Abandoning the rural poor

The deadly neglect of India’s rural communities must end, writes Nilanjana Bhowmick.

Rajasthan, India On the way to Pushkar  Women in the countryside
Rajasthan, India: Women in the countryside, on the way to Pushkar. Credit: Ninara, Flickr

India’s mid-March Covid-19 lockdown – announced at very short notice at night – led to panic and confusion all over the country. While the plight of hundreds of thousands of migrant workers rushing from the cities made international headlines, the rural areas they were mostly returning to received little attention. In Assam crops were wilting due to disrupted water provision and elsewhere farmers were stranded with bumper harvests. On 18 April, a farmer in Karnataka tweeted a short video asking for help to sell his nearly 100 tonnes of harvest-ready cabbages at a throwaway price. He was not alone; several others faced the prospect of rotting crops, with no farm labour to harvest them and transport to markets uncertain. 

The lockdown triggered a labour shortage in agrarian states, which often depend on migrant workers from neighbouring states to bring in harvests. These farm labourers were among the vast numbers of migrant workers stranded all over the country, desperately trying to get back home. Towards the end of April, the government announced special buses to return them to their villages. And on 1 May, special migrant labourer trains were also announced to transport stranded workers home. In the long run, once returned to the communities they had left in order to find work, they will face an inevitable resource crunch. 

As the summer heat grows, water scarcity will intensify their problems; already a third of the country is experiencing drought-like conditions. Around 82 per cent of households in rural India do not have access to piped water. Repeated hand washing is an unattainable luxury. This vulnerability is exacerbated by the state of health infrastructure in rural India. Despite over two-thirds of the population living in rural areas, the availability of government hospital beds there is only 3.2 per 10,000 people. In Bihar this figure drops to 0.6.

This pandemic and the ill-conceived, draconian lockdown measures have underlined the apathy of successive Indian governments towards rural communities. 

‘People here know that if there is a huge outbreak, no-one is coming to save them,’ says Amar Habib, a farmers’ rights activist based in the drought-stricken Marathwada region in Maharashtra. ‘They have learnt a lesson from farming crises and farmer suicides. Over 30 farmers die by suicide every day. There’s no back-up plan for the poor.’ 
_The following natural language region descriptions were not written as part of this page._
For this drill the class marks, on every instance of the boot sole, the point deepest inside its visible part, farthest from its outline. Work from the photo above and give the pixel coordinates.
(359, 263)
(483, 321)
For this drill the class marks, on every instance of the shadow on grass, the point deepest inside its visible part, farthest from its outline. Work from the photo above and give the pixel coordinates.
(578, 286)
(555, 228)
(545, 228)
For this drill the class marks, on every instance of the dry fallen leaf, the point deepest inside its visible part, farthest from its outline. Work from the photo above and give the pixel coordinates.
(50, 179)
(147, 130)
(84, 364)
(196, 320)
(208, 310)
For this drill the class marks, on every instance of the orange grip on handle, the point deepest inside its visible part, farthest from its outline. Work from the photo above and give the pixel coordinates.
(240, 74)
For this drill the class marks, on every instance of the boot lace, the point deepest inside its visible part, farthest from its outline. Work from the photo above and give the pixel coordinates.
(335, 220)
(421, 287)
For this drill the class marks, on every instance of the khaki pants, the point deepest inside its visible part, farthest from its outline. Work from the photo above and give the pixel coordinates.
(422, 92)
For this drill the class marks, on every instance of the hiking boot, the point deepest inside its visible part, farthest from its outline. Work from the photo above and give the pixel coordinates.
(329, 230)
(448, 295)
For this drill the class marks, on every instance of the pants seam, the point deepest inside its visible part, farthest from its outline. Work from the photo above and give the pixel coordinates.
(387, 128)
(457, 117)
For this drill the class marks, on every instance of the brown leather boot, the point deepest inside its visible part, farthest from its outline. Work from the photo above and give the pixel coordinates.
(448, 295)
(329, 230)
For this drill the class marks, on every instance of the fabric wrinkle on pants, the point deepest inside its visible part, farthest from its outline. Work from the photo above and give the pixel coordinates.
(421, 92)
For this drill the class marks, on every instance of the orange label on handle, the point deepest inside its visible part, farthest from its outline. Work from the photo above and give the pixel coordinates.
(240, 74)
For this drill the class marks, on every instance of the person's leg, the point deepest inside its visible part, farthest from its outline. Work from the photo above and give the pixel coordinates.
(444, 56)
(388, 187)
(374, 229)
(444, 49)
Against the backdrop of a deadly pandemic, this lack of a plan could lead to an unimaginable humanitarian crisis. To prevent that, the government must urgently bolster relief and rehabilitation measures in rural areas. A start could be made by allowing farmers access to easy loans with flexible repayment options to tide them over the lean times ahead. The government must also release more food grains from its stockpile and universalize food transfers, widening its existing Public Distribution System and providing the poor with emergency ration cards. 

According to the Food Corporation of India, by September food stocks should stand at two-and-a-half times the minimum requirement. Thus the country is comfortably placed to provide extra food grains to the needy. Social security measures such as the National Rural Employment Guarantee Act (which aims to provide at least 100 days of wage employment per year) and pensions for the elderly will need to be boosted, too. 

India needs to urgently shift the focus of its Covid-19 response to its rural heartlands.